CircleCI's analysis of 28 million CI workflows confirms the same picture the DORA data shows. While feature branch activity's up significantly, the median impact on *main* (i.e. release) branch activity's net-negative 7%.

Only the top 5% of teams saw significant gains. The top 10% flatlined at 1%.

For the average team, AI slows them down overall.

Told ya!

https://www.linkedin.com/pulse/what-28-million-workflows-reveal-ai-codings-biggest-risk-circleci-j9syc/

What 28 million workflows reveal about AI coding’s biggest risk

In our last issue, we shared a preview of data from our upcoming 2026 State of Software Delivery showing that the promised AI productivity boom isn’t all hype. Throughput across the CircleCI platform increased 59% year-over-year, by far the largest productivity jump we've ever recorded and a clear i

"But Jason, this is only 28 million data points comprising actual observations from real projects..."
Now let's watch engineering leaders nod sagely in agreement and then proceed to do nothing about it. Like they always did.
@jasongorman "But we are the top 5% team" ..

@mosmann @jasongorman 👆This! 100% this!

Teams & developers generally just don’t realise how bad they are. The apparent arrogance and lack of humility is staggering, and IMO is getting worse.

@thirstybear @mosmann I've known for years that the teams who need my help most believe they need it the least

@jasongorman @thirstybear @mosmann

You are Nanny McPhee 😁

“When you need me, but do not want me, then I must stay. When you want me, but no longer need me, then I have to go.”

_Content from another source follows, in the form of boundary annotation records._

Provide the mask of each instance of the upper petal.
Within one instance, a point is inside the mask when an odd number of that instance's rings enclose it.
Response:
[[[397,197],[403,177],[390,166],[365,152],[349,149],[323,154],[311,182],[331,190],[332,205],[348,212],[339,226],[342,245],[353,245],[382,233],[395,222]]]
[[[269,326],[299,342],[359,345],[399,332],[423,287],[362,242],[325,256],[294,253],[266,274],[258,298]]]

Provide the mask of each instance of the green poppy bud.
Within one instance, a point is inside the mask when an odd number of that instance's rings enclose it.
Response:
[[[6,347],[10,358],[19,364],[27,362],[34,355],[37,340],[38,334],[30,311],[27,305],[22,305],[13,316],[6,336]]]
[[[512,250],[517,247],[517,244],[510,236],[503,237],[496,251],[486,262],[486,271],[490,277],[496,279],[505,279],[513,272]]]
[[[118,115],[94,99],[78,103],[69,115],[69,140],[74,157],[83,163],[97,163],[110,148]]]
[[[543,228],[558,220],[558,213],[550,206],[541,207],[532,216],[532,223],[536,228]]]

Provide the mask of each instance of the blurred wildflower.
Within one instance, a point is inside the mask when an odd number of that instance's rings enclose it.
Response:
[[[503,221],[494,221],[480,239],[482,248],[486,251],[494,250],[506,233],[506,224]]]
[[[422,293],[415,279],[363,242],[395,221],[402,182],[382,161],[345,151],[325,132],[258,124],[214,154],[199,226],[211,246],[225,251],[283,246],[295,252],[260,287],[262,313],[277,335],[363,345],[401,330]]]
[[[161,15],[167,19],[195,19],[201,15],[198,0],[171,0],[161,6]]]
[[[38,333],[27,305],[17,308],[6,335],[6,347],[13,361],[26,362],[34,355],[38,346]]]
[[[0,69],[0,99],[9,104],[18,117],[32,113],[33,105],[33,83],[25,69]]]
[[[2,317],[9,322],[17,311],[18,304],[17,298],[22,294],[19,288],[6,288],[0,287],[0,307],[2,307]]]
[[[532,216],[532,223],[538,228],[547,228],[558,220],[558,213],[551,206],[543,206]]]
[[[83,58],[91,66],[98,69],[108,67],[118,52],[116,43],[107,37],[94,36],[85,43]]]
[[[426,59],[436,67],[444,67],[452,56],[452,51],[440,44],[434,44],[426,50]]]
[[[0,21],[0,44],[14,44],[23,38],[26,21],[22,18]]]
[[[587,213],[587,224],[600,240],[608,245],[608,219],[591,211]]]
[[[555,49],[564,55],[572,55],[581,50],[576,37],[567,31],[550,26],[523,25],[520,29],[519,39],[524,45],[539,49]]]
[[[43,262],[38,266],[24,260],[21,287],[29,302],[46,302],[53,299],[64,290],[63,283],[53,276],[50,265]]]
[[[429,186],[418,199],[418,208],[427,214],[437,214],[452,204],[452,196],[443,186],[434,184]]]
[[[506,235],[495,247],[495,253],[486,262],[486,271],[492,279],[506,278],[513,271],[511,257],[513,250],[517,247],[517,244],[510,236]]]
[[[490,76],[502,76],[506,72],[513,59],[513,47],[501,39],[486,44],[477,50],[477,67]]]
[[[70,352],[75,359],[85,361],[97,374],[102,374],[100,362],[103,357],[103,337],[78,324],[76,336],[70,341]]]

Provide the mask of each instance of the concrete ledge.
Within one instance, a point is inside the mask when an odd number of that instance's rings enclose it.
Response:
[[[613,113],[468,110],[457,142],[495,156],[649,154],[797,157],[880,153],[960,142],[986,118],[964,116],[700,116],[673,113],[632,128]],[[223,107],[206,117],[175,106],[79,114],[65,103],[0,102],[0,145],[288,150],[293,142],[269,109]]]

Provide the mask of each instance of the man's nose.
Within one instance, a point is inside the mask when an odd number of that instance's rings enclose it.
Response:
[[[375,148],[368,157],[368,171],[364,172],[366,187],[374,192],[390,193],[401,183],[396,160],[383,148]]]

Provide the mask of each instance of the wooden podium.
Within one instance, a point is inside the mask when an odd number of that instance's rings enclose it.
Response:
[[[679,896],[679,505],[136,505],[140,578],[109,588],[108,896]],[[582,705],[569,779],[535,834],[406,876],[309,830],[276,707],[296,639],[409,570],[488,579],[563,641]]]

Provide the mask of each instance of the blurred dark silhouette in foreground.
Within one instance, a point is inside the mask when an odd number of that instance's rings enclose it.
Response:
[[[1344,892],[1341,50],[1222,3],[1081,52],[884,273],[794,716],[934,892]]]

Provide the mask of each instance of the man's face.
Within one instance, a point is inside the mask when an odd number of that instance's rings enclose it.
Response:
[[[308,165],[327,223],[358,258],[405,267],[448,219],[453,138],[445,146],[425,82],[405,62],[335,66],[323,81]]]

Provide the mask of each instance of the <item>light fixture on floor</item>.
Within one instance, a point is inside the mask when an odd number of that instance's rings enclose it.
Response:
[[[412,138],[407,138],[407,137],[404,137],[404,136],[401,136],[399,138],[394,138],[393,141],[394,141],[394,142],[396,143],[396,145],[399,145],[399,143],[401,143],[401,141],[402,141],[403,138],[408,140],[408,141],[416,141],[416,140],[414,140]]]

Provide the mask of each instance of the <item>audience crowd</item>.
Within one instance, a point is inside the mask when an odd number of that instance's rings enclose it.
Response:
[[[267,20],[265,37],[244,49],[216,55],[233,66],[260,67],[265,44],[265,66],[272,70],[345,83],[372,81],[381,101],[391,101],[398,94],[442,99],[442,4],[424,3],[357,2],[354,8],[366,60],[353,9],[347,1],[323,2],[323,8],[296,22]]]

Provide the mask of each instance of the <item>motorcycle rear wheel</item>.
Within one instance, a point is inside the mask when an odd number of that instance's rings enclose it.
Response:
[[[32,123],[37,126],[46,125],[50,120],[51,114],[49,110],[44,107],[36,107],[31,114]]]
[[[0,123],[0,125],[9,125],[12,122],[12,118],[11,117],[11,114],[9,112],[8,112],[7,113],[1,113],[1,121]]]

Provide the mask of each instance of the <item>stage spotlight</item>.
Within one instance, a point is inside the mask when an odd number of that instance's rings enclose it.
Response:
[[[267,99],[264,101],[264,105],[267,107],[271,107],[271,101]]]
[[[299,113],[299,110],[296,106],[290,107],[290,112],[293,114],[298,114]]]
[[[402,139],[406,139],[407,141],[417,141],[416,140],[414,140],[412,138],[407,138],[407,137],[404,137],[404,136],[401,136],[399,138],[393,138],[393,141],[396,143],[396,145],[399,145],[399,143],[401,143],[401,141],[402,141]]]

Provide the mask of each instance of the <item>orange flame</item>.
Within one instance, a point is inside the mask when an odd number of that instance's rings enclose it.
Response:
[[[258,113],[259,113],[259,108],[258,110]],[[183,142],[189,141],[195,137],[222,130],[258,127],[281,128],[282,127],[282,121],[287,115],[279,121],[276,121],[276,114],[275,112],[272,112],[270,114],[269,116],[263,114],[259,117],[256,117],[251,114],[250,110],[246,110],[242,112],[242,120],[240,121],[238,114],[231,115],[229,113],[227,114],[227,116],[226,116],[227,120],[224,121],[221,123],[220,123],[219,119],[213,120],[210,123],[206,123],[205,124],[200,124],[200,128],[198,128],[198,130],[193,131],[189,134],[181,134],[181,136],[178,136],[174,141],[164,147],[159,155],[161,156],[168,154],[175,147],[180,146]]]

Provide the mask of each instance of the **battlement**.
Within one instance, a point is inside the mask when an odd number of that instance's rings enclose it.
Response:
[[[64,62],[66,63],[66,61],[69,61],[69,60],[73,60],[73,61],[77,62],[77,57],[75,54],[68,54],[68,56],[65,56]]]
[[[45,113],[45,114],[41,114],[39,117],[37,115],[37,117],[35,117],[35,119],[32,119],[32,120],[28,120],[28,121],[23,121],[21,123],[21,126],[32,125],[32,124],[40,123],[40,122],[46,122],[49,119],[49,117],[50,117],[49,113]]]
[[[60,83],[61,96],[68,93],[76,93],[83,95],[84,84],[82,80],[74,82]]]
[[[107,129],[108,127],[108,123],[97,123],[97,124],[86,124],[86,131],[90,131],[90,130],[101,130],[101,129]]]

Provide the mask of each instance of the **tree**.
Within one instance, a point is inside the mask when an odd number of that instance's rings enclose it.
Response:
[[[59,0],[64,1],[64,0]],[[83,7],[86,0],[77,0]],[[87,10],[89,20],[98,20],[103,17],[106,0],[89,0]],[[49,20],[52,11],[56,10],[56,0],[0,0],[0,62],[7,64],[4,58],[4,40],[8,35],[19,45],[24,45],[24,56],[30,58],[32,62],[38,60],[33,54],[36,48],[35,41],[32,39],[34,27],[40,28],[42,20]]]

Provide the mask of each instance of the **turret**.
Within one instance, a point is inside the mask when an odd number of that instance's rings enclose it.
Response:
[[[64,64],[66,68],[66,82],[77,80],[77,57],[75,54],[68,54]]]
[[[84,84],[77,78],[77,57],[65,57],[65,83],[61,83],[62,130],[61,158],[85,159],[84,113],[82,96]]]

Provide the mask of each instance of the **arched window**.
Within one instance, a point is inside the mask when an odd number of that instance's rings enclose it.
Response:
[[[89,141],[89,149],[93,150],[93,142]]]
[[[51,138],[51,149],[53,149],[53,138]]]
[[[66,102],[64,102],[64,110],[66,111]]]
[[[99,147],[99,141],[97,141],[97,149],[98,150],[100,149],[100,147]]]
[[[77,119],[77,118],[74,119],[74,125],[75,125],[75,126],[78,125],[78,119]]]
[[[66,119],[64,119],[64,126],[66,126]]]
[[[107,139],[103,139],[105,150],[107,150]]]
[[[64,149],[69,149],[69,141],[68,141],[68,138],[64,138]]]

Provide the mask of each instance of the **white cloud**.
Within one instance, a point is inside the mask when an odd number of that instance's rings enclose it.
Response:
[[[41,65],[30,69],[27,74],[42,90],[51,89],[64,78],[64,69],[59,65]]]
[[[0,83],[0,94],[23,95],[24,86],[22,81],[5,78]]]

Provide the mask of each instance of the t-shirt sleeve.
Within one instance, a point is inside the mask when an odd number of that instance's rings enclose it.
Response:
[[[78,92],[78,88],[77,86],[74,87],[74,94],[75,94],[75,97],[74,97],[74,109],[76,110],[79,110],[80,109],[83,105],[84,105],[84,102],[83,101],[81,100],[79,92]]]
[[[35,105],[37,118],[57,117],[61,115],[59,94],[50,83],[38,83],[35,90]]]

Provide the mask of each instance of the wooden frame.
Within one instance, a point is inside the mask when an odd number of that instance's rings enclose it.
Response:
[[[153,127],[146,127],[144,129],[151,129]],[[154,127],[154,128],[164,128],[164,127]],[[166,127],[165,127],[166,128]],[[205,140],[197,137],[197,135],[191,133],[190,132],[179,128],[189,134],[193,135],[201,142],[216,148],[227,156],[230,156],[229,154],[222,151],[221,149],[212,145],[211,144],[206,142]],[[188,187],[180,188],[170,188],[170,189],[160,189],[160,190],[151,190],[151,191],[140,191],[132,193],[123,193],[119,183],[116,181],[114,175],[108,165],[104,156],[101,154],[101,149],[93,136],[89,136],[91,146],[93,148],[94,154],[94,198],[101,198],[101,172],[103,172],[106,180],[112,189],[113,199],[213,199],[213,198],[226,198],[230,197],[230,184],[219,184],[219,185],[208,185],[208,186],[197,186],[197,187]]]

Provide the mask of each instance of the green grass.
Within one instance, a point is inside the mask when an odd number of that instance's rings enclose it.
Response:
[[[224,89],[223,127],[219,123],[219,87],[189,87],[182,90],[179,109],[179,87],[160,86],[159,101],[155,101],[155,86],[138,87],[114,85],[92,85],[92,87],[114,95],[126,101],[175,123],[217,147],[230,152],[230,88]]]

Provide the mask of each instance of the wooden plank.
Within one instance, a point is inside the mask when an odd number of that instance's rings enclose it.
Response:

@chrisoldwood @jasongorman @mosmann Funnily enough that’s how I describe my coaching approach too 🙂
@mosmann @jasongorman I would not take the mentioned "Top 5% Teams" as the actual best teams in terms of actual real world impact. It just means that the teams that pushed a lot to the main branch do it even more now. But that could just be teams with no code review dumping code into main and testing there. Including hotfixes because stuff did not work.
@mormund @mosmann Exactly. It means "top 5 in the data"
@jasongorman @mormund I think we lost the "build reliable, maintainable software" KPI years ago:)
@jasongorman @mormund @mosmann given that their average CI time is 6s, I don't think we need to ponder about this for too long...
@mosmann @jasongorman the first thing I thought. I know that "top 5%" is used in the article in a strictly statistical sense (as a percentile), but I fear that too many people won't realize that it's unlikely that you can know how to behave to land there - it's just a statistical outlier. So the real take-away is the median negative rate, IMHO.

@jasongorman This is a very interesting report, thou it’s no surprise. Thanks for sharing.

Two very important aspects these data do not tell: changes in code quality, and in product quality. I suspect enshittification not making things better here, too.

@meduz There's data on failed merges and MTTR which hints at degredation.

@jasongorman Very likely, thou it doesn’t say much about what ends up merged. It’s probably nuanced depending on how much a team would need guidance (even from AI 😨).

Also interesting to cross such data with development teams burnout in the coming times.

@jasongorman the average AI-adopting engineering leader will think that they must be in that top 5%

@jasongorman the definition of top here is interesting. If it's only defined as most active, it could very well be the teams driving their projects off a cliff with slop.

Top teams vibes as best teams, but I don't see any method of measuring that in the article.

@iwein They also measured failure rates and MTTR.

For sure, we don't know what was in those merges or what value or quality it had. But the DORA data also shows that +ve AI impact is correlated with better release outcomes.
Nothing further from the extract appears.